The Ascon family is specified in the following documents:
- Journal of Cryptology article: Ascon v1.2 (authenticated encryption and hash)
- NIST submission: Ascon v1.2 (authenticated encryption and hash)
- CAESAR submission: Ascon v1.2 (authenticated encryption)
Ascon's Permutation
All Ascon family members use the same lightweight permutation. This permutation iteratively applies an SPN-based round transformation a = 12 times (for pa ) or b ∈ {6, 8} times (for pb ). The round transformation consists of the following three steps which operate on a 320-bit state divided into 5 words x0, x1, x2, x3, x4 of 64 bits each:
- Addition of Round Constants: xors a round specific 1-byte constant to word x2.
- Nonlinear Substitution Layer: applies a 5-bit S-box 64 times in parallel in a bit-sliced fashion (vertically, across words).
- Linear Diffusion Layer: xors different rotated copies of each word (horizontally, within each word).
Ascon's permutation: ⊕ denotes xor, ⊙ denotes and, ⋙ is rotation to the right.
Ascon's Authenticated Encryption Modes
Ascon uses a duplex-sponge-based mode of operation for authenticated encryption. The recommended key, tag and nonce length is 128 bits. The sponge operates on a state of 320 bits, with message blocks of 64 or 128 bits. The encryption process is split into four phases:
- Initialization: initializes the state with the key K and nonce N.
- Associated Data Processing: updates the state with associated data blocks Ai .
- Plaintext Processing: injects plaintext blocks Pi into the state and extracts ciphertext blocks Ci .
- Finalization: injects the key K again and extracts the tag T for authentication.
After each injected block (except the last plaintext block), the core permutation pb is applied to the complete state. During initialization and finalization, a stronger permutation pa with more rounds is used. The numbers of rounds a and b, as well as the sponge's rate and capacity, depend on the Ascon variant. The recommended parameters are:
Cipher | Bit size of | Rounds | |||||||
---|---|---|---|---|---|---|---|---|---|
key | nonce | tag | rate | capacity | pa | pb | |||
Ascon-128 | 128 | 128 | 128 | 64 | 256 | 12 | 6 | ||
Ascon-128a | 128 | 128 | 128 | 128 | 192 | 12 | 8 |
Ascon's Hashing Modes
The Ascon family includes the hash functions Ascon-Hash and Ascon-Hasha as well as the extendable output functions Ascon-Xof and Ascon-Xofa with sponge-based modes of operation. Both provide 128-bit security with a hash size of at least 256 bits. The hashing modes use the same lightweight 320-bit permutation as the authenticated encryption modes.
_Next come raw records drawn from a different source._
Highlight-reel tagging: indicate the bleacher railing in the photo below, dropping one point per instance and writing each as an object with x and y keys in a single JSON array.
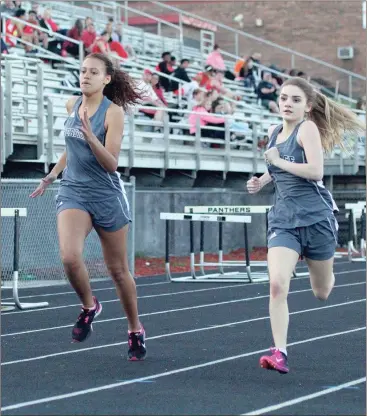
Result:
[
  {"x": 47, "y": 53},
  {"x": 352, "y": 79},
  {"x": 172, "y": 148}
]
The hashing modes absorb the message M in 64-bit blocks Mi and finally squeeze the hash value H in 64-bit blocks Hi . After each absorbed or squeezed block except the last, the b-round permutation pb is applied to the state. The full a-round permutation pa is applied in the initialization and finalization, after the last message block:
Algorithm | Bit size of | Rounds | |||||
---|---|---|---|---|---|---|---|
hash output | rate | capacity | pa | pb | |||
Ascon-Hash | 256 | 64 | 256 | 12 | 12 | ||
Ascon-Xof | arbitrary | 64 | 256 | 12 | 12 | ||
Ascon-Hasha | 256 | 64 | 256 | 12 | 8 | ||
Ascon-Xofa | arbitrary | 64 | 256 | 12 | 8 |
For details such as the IV and round constant values, padding rules or the (almost identical) decryption mode, please refer to the latest Ascon submission document.